如此一来,我觉得从某种意义上来说,蚁人的重生还是随机的。如果是对于死掉的那个人而言,他们心中最喜欢的动物是特指的,但是对于仅凭血腥猎杀人的它们来说,回到灵域空间后会变成什么,就跟开盲盒一样。
水墨道,“其实这次行动没什么危险系数,不管它们的重生体是什么,都跟平常动物的攻击性一样,这次练的是心态。”
“怎么说?”我不解。
“你想象一下,一个可爱温顺的小猫向你走过来,然后在你的腿边来回磨蹭,你不能摸它也不能抱它,你要想的是,应该掐死它还是应该直接把它的头拧下来,这是不是看似跟以往的远狩原则有些不一样?”
我点头,“的确难以下手。如果我真杀了那么多没有攻击性,又没有反抗能力的动物,今晚一定会失眠。”
“光这样就会失眠了?”水墨道,“二重体都让你这么煎熬,那接下来的一重体怎么办?”
“一重体?”我顿了顿,问道,“蚁人要杀两次?”
“聪明!”水墨道,“蚂蚁,人类,动物,这三个身份是在它们体内重合的。蚂蚁和人类是它们的一重体,动物是它们的二重体。二重体死后,它们会以人形现身,就是被它们吞食的那个人的样貌,挖出它们的心脏,这事就算完了。”

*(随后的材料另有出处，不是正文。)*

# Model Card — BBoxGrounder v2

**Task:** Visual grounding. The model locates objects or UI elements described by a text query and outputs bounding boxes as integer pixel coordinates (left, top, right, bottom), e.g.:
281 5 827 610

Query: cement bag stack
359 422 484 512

我不敢相信的看着水墨,“杀人挖心?”我全身的毛孔都在抗拒。
“挖心说对了,杀人?它们已经算不上是人了。而且一重体是有攻击性的,你不杀它,它就会来杀你。”
远狩那么多次,从来没想过要去做挖人心的事。豪猪是我遇到的唯一有人形的恶灵,那次我掏出了它们的心脏,但也是在它们灵态的时候掏的。如果当时它们是以人形站在我面前,我是绝对不会有勇气做出那样的事的。
卓憬在后面冒了个头,“白一,你看到的不过是一具有攻击性的尸体,不解决掉留着干嘛?”